A further deficiency of the book is that Perman is only marginally literate. She often uses big words that sound something like the word she needs but are not that word.
Nevertheless, the story itself carries the book.
In the second generation, the attitudes created in the first begin to play out as tragedy. One son dies in a wreck. Another ruins himself with fast cars and drugs. The third, Rich, proves a successful manager but with a fatal -- literally -- blind spot.
Rich Snyder believed that God was responsible for the success of In-N-Out, rather than a good business plan and hard work. A smiling, glad-handing businessman of generous instincts (he sent an In-N-Out cookout trailer to feed the homeless once a month), his embrace of one of Southern California’s biggest cults (Calvary Chapel, which sells bigotry as relentlessly as In-N-Out sells hamburgers) turned him into an obnoxious, generous, smiling, glad-handing businessman.

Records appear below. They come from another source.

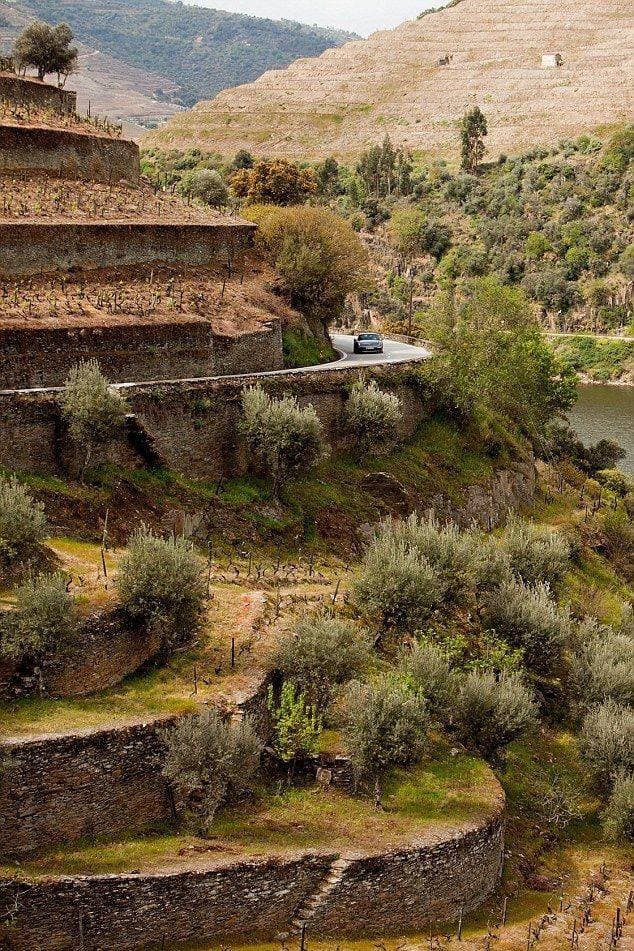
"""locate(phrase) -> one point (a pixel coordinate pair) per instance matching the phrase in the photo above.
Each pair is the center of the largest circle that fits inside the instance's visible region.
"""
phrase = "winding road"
(394, 352)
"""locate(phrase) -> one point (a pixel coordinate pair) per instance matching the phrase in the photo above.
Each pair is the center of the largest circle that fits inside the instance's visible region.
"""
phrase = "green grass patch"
(441, 792)
(301, 349)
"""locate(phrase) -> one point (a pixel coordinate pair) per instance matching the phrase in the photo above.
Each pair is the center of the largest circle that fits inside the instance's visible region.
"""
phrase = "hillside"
(392, 83)
(147, 58)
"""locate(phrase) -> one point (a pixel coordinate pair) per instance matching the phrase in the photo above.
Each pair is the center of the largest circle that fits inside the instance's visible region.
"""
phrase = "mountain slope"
(170, 52)
(392, 83)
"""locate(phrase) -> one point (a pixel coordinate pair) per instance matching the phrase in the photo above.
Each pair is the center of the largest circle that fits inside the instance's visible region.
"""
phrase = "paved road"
(394, 352)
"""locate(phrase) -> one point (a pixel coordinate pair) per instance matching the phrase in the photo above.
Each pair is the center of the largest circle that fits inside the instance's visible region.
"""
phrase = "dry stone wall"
(133, 911)
(60, 788)
(40, 357)
(193, 425)
(26, 92)
(392, 892)
(36, 248)
(383, 893)
(68, 154)
(108, 647)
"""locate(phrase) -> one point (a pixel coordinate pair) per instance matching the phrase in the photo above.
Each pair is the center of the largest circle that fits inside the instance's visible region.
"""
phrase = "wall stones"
(68, 154)
(378, 894)
(27, 92)
(405, 889)
(133, 911)
(107, 648)
(43, 356)
(60, 788)
(192, 425)
(28, 248)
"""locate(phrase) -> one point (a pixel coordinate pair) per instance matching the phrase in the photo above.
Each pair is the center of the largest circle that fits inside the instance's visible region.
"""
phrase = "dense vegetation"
(555, 223)
(201, 50)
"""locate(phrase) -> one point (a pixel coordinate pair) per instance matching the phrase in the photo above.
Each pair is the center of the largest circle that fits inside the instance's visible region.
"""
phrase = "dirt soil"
(233, 305)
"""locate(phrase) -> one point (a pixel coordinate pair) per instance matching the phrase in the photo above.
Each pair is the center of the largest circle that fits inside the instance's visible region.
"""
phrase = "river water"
(606, 412)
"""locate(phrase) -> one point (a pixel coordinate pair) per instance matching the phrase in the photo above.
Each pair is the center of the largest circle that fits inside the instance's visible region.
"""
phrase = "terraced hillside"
(142, 60)
(393, 83)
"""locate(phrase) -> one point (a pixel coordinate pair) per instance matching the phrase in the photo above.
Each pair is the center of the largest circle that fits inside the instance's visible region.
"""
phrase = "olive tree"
(287, 438)
(527, 618)
(43, 620)
(536, 554)
(429, 669)
(22, 522)
(386, 725)
(160, 582)
(205, 185)
(396, 587)
(618, 816)
(211, 761)
(602, 666)
(607, 740)
(48, 49)
(93, 410)
(490, 713)
(320, 653)
(372, 417)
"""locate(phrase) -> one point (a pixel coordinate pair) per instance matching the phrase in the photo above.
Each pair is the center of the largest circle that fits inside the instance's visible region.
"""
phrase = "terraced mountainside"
(144, 59)
(346, 99)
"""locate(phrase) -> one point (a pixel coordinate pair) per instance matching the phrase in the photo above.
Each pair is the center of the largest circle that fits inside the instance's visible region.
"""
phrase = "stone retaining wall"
(68, 154)
(40, 357)
(108, 647)
(29, 248)
(395, 892)
(133, 911)
(193, 426)
(61, 788)
(408, 888)
(25, 91)
(57, 789)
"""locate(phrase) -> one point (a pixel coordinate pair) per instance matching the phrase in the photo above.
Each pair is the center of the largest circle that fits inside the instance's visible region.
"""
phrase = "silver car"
(368, 343)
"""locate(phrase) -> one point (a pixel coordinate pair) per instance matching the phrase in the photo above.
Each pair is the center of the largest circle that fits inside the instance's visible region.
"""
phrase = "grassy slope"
(605, 361)
(443, 790)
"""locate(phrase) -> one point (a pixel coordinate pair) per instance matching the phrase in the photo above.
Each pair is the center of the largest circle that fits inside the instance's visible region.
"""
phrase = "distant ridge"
(149, 58)
(416, 81)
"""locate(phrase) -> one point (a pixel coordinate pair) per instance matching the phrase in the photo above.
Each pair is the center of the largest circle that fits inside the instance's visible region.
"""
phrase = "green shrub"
(527, 618)
(296, 723)
(490, 713)
(287, 438)
(616, 481)
(320, 653)
(211, 761)
(602, 667)
(396, 587)
(318, 256)
(206, 185)
(618, 816)
(607, 740)
(386, 725)
(93, 410)
(160, 581)
(536, 554)
(449, 551)
(429, 670)
(372, 417)
(22, 522)
(43, 621)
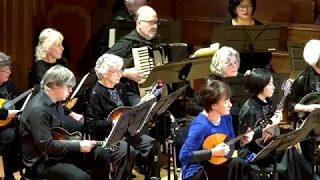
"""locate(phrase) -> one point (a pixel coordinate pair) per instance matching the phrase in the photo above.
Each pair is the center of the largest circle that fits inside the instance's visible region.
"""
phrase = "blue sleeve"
(230, 126)
(196, 136)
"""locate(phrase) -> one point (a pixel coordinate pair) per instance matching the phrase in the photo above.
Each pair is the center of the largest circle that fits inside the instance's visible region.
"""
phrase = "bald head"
(147, 22)
(311, 52)
(133, 5)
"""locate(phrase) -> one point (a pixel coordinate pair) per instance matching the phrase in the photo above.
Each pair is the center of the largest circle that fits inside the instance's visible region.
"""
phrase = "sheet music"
(26, 102)
(112, 37)
(79, 86)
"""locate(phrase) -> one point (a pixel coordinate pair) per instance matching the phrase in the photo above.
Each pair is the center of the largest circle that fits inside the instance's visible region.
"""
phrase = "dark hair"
(257, 80)
(233, 4)
(212, 92)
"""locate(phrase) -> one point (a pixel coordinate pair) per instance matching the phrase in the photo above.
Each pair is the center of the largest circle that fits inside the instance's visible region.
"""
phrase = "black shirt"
(250, 116)
(37, 119)
(123, 48)
(260, 59)
(102, 102)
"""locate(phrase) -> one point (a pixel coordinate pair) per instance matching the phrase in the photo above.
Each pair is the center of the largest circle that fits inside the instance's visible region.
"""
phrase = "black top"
(229, 23)
(37, 119)
(306, 82)
(40, 68)
(260, 59)
(250, 115)
(8, 91)
(102, 102)
(123, 48)
(102, 42)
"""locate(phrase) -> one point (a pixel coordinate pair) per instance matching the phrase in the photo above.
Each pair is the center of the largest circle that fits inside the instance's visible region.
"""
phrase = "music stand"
(285, 141)
(162, 105)
(130, 122)
(249, 39)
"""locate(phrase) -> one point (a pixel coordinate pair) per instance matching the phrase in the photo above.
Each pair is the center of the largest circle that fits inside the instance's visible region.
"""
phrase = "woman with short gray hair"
(48, 54)
(106, 60)
(8, 138)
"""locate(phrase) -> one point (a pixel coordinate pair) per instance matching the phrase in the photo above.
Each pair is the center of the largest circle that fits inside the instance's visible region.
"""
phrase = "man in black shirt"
(306, 82)
(107, 95)
(144, 34)
(44, 111)
(8, 137)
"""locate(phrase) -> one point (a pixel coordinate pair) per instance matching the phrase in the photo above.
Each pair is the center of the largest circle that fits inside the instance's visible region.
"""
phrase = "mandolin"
(218, 138)
(58, 133)
(155, 91)
(6, 104)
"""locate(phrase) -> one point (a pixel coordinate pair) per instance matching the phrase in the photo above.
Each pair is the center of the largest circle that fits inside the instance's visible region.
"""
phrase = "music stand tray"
(169, 72)
(250, 39)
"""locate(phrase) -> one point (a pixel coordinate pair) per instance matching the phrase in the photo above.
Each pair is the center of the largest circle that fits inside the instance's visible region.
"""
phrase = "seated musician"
(242, 12)
(8, 137)
(48, 54)
(225, 63)
(107, 95)
(306, 82)
(144, 34)
(291, 164)
(215, 97)
(39, 148)
(127, 14)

Worse for him, as often happens, he had completely misinterpreted God’s attitude to overcooked meat. (Had he read the relevant portions of the Bible, he might have been more careful.) In 1993, God tired of burgers and made the corporate plane crash, killing Snyder and his management team.
So far as lawsuits reveal the truth, with the destruction of Rich Snyder, the desires of Harry Snyder to pass down wealth to blood relatives created the structure for tragedy.
Overly restrictive trusts (and a family habit of ill-considered marriages) laid his widow open to isolation and plunder, and while the burger chain multiplied, the Snyder family withered, until it was represented by one granddaughter, not as dutiful as Harry would have wished, and enamored of an even less attractive cult than Calvary Chapel.
Perhaps Theodore Dreiser would have done an even better job with this plot than Chandler.